- Category: December 2013 - Brand Management
Engineers and scientifically trained people are usually rolling their eyes if they get offered things that are not exactly measurable. No wonder then that marketing has for them the image of a pathetic pseudo-science, although at least digital marketing finally starts measuring almost everything as well.
Forget being able to decipher a consumer’s secret buying motives
Consumer insight is a beautiful formula that leads to believe that it is possible to intelligently get insights into the human brain in order to decipher a consumer’s secret buying motives.
Brain researchers that stoop to dealing with populist neuro-marketing in order to boost their career, try to impress with their brain photographs in which active areas are shown in color. But it is as if you would want to guess the electric power consumption of a computer from its data content.
In the magnetic resonance tomograph, a commercial of Carlsberg beer can bring brain regions to rapturous excitement and generate an irrepressible thirst for beer? Forget that! How advertising works depends more on the cultural context, which can be influenced only slightly.
Sometimes branding is misunderstood as burning targeted advertising into the unconscious brain of the consumer, based on the erroneous metaphor that the brain is a storage organ. But the brain is not a passive hard drive that stores engrams (impressions), as only Scientologists still think that way. The brain and our entire nervous system are operationally closed. Via our sensory organs, stimuli can be processed and no one can influence thoughts or feelings targeted from outside.
Seduction is never a secret
Implicit brand management argues that all brand impressions must be designed carefully, as they also act unconsciously. This postulation is not wrong in principle, but an unconscious processing of brand messages doesn’t exist. It does not mean that the brain is not working unconsciously as it is doing just that most of the time. It's just naive to think that brand communication caters more determinedly to the unconscious than to the conscious. The argument that the critical awareness would be ignored is simply not sustainable, but it was often cited in conjunction with the promotion of advertising and brand research.
On the corporate side, psychological and neuro-biological ignorance could be expected, although all reputable insights from neuroscience confirm the instability of such concepts. The hidden persuaders have just been a PR stunt of the motif researcher James Vicary during the 1950s.

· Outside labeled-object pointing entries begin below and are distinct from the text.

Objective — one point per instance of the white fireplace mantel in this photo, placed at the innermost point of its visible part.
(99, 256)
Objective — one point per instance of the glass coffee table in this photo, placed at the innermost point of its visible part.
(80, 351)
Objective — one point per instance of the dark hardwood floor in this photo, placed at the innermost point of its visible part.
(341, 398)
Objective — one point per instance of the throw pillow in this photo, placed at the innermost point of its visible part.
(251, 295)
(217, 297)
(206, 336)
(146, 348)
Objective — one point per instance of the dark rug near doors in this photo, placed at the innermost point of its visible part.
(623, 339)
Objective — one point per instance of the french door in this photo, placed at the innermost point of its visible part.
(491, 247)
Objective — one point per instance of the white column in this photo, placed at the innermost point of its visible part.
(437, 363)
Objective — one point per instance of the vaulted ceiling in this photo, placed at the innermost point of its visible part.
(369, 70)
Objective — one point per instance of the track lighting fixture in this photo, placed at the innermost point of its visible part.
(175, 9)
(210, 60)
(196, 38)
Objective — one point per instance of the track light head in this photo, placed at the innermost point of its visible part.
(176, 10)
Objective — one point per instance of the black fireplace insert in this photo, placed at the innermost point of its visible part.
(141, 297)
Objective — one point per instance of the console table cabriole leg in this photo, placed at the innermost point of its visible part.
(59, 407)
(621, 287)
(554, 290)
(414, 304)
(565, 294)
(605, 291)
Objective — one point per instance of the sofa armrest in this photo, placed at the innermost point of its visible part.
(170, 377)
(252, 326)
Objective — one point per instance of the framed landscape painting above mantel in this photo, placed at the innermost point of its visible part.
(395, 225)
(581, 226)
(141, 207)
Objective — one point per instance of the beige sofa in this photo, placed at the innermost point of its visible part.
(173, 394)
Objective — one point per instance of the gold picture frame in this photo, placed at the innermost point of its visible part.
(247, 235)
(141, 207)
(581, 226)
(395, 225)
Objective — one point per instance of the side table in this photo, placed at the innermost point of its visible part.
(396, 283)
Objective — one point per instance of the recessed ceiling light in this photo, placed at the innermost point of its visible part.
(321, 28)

Implicit is what’s not directly measurable
The argument that brand management can introduce the brand to the human brain is simply nonsense, because in terms of neurobiology even the one who launches the brand has no rational control of his/her decisions. Same as the consumers, that person isn’t free of his/her emotional decisions, as everybody is making decisions unconsciously and emotionally. Through reflection, decisions can be rationalized and questioned, but that in turn is based on emotional decisions. Just because someone is showing brain activity on a screen, doesn’t mean that this person is better qualified to manipulate the decision of someone else.
In other words: The manipulation of the unconscious is a fairy tale. People from advertising and neuro-marketing do and know as much or as little as any other person who flatters, electrifies or exasperates someone.
However, marketers and consumers should be aware of the way hidden messages can be used in advertising. This way, consumers won’t be manipulated by sneaky advertisements that may be out there and marketers don’t get into mischief. Because the question nonetheless still remains kind of unanswered, "Do subliminal messages exist in advertising or not?"